The NYTimes report added that the Iranian representative to the IAEA, Ali Asghar Soltanieh, “accused the nuclear agency of endangering the lives of Iranian scientists by releasing their names in an annex to last week’s report about the suspicions of nuclear weapons work. ‘The release of the names of the Iranian nuclear scientists by the agency has made them targets for assassination by terrorist groups as well as the Israeli regime and the U.S. intelligence services’, he said in a letter to the body’s director general, Yukiya Amano. Parts of the letter were published by Iran’s state-financed Press TV satellite broadcaster, which noted that several Iranian nuclear scientists had been killed in episodes attributed by Iran to Israeli, British and American intelligence services. Mr. Soltanieh contended that disclosing the names of Iranian experts represented a violation of the agency’s rules and said Tehran reserved the right to seek damages from the agency for any harm to its personnel or property as a result of the report — a possible reference to Tehran’s frequently voiced fears of an Israeli military strike on its nuclear facilities”….

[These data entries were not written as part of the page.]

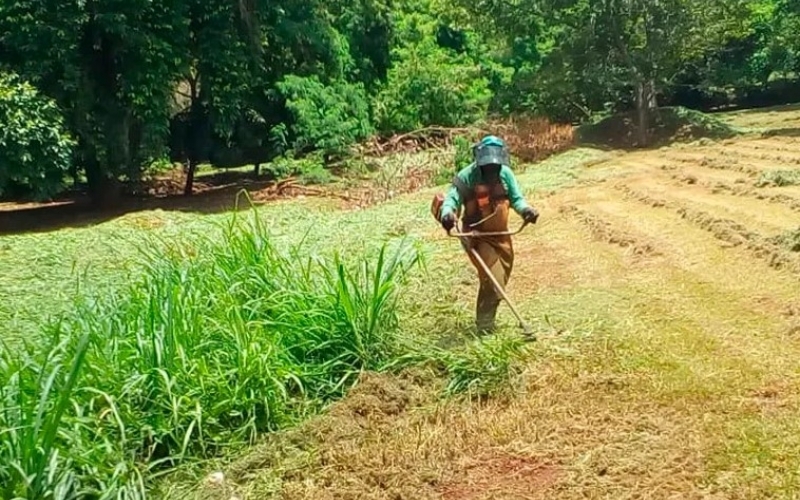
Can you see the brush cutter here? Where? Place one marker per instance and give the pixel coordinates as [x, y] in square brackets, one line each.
[526, 329]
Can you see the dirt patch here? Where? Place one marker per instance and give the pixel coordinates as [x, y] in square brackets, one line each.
[501, 476]
[736, 234]
[668, 125]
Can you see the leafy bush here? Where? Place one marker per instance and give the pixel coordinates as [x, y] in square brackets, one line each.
[35, 149]
[326, 117]
[219, 341]
[429, 85]
[485, 366]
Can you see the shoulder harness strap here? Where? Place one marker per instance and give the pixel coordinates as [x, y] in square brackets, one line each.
[463, 190]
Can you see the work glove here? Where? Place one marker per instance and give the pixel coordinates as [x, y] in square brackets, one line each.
[448, 221]
[530, 215]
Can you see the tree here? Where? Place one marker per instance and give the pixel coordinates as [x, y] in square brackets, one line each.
[35, 149]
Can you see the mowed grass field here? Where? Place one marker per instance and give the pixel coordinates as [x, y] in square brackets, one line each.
[665, 289]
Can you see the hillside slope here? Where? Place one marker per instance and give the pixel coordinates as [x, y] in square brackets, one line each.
[664, 285]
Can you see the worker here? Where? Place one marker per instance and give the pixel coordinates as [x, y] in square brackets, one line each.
[486, 189]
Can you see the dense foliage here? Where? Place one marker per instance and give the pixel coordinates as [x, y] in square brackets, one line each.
[222, 337]
[245, 82]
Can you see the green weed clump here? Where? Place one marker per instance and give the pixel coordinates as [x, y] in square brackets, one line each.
[218, 341]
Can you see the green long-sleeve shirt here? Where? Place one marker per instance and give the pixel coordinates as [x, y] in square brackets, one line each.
[472, 176]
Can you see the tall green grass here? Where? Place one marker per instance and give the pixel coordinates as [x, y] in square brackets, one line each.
[220, 339]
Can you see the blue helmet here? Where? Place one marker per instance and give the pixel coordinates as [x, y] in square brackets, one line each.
[491, 150]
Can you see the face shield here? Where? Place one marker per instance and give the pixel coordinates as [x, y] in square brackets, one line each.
[490, 154]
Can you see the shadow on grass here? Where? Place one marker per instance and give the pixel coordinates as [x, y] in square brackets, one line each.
[215, 194]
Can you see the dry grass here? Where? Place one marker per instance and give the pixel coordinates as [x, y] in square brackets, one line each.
[668, 372]
[663, 372]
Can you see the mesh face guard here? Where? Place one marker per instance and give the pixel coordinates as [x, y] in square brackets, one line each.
[487, 154]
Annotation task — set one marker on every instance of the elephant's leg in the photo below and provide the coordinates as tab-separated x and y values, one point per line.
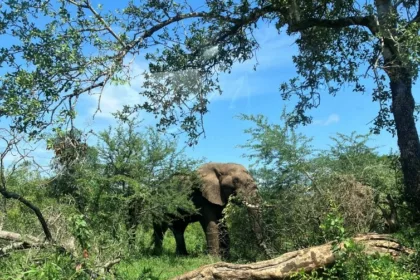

In a separate, but possibly related, matter, the U.S. Secretary of Defense Leon Panetta is due to meet Israel’s Defense Minister Ehud Barak in Canada on the sidelines of a larger meeting.

Apparently, Ambassador Soltanieh said that as a result of today’s vote, Iran had decided not to attend an upcoming IAEA meeting on establishing a nuclear-weapons-free-zone in the Middle East.

The publication of the IAEA report [which was leaked to the press within minutes of its distribution to the Board of Governors] has also been criticized by Seyed Hossein Mousavian, whose remarks are reported in an interview published by The Bulletin of Atomic Scientists, here. The Bulletin describes Mousavian as “a lecturer and research scholar at Princeton’s Woodrow Wilson School of Public and International Affairs, is the highest-ranking member of Iran’s political elite living in the United States”. Here is an excerpt of the Q+A:

    Q [Ali Vaez]:…Back in 2008, Iran addressed most of these allegations in a 117-page response to the IAEA. Wouldn’t publication of this response be a more constructive move than taking umbrage at the IAEA?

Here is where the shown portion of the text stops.